Pharmaceutical Business review

Parkway Holdings announces cost containment measures and job cuts

The company also waived the directors’ fees for 2008 and reduced the senior leaders’ base salaries between 15% and 35%. According to the company, all of these value-added measures are aimed at building a stronger Parkway with enhanced capabilities that will enable it to better serve its patients and develop future market opportunities more effectively for its long-term regional growth in 2010 and beyond.

Since July 2008, the group has undertaken a detailed review of its Asian operations and implemented various cost containment measures throughout its operations including maximizing operational synergy benefits from site to site across Asia, implementing economies of scale through centralized procurement, optimizing labor productivity as well as freezing non-clinical corporate headcount and overall business travel, said Parkway.

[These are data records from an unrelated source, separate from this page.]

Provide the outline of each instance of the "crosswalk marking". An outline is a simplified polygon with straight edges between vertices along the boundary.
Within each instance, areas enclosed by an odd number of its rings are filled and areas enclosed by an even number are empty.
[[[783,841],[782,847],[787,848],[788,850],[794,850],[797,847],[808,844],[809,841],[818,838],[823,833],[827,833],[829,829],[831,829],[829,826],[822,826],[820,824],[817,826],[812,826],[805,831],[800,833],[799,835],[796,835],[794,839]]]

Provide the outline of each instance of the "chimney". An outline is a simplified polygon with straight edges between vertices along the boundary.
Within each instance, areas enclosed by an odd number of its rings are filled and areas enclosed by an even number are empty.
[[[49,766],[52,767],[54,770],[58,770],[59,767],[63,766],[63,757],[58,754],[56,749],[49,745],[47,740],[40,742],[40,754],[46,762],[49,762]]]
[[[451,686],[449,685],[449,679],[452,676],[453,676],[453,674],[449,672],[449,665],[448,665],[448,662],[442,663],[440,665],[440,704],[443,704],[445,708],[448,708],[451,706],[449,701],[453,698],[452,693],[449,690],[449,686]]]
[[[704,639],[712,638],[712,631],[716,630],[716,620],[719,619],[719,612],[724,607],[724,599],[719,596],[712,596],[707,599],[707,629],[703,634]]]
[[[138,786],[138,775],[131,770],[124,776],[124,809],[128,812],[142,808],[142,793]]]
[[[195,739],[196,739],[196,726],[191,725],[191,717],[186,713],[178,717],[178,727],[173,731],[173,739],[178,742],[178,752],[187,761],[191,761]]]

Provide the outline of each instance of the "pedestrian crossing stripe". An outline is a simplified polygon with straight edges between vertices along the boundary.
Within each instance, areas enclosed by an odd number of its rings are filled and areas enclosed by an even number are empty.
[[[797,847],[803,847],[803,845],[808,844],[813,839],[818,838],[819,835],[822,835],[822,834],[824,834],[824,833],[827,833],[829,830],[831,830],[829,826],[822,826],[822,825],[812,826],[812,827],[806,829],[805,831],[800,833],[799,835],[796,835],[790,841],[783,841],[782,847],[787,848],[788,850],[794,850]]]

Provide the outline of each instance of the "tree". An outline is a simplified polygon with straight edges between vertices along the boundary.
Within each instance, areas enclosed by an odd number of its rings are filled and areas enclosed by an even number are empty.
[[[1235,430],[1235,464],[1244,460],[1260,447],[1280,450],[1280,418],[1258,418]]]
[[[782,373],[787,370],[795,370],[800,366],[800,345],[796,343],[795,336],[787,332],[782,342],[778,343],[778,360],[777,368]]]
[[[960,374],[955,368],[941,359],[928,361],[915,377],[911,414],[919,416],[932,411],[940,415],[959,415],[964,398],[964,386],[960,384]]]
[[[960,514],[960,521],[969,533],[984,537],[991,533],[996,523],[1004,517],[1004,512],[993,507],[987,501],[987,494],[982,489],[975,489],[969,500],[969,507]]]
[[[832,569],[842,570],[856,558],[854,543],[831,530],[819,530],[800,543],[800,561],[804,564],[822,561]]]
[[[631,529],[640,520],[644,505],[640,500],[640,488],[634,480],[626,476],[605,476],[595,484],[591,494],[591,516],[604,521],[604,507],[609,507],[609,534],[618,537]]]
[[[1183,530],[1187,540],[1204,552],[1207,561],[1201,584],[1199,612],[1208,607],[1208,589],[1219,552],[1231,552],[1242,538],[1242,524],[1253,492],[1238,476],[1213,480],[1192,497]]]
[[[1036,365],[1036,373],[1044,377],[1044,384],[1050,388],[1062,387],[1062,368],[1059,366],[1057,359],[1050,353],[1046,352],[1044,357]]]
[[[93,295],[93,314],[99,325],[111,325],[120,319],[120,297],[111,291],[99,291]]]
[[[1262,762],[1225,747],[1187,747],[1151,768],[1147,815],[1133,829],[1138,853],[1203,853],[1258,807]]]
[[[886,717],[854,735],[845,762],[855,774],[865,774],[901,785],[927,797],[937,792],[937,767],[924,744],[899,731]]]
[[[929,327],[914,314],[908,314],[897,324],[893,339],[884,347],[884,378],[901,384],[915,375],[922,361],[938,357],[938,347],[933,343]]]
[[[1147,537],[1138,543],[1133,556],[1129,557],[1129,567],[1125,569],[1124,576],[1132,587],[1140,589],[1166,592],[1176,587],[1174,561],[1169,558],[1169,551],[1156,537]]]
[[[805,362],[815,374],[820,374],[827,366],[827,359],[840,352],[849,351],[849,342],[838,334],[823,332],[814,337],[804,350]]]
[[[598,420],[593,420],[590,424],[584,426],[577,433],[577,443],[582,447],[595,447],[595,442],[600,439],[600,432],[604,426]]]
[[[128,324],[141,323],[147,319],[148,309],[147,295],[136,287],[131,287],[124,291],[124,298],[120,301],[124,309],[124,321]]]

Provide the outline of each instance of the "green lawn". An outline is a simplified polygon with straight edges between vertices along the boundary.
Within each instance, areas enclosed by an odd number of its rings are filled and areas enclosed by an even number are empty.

Lim Cheok Peng, managing director and CEO of Parkway Holdings, said: The group has weathered past crises in 1997 and in 2003 very well. However, this time, we need to take a more cautious approach to everything we do in anticipation of the expected impact of the current global economic challenges.

While we are concerned about the impact today’s decision will have on our employees and their families, our leadership is making every effort to ensure that the affected employees are treated in a fair and appropriate manner. The company is committed to helping these employees through a variety of outplacement programs developed to assist them during this difficult period.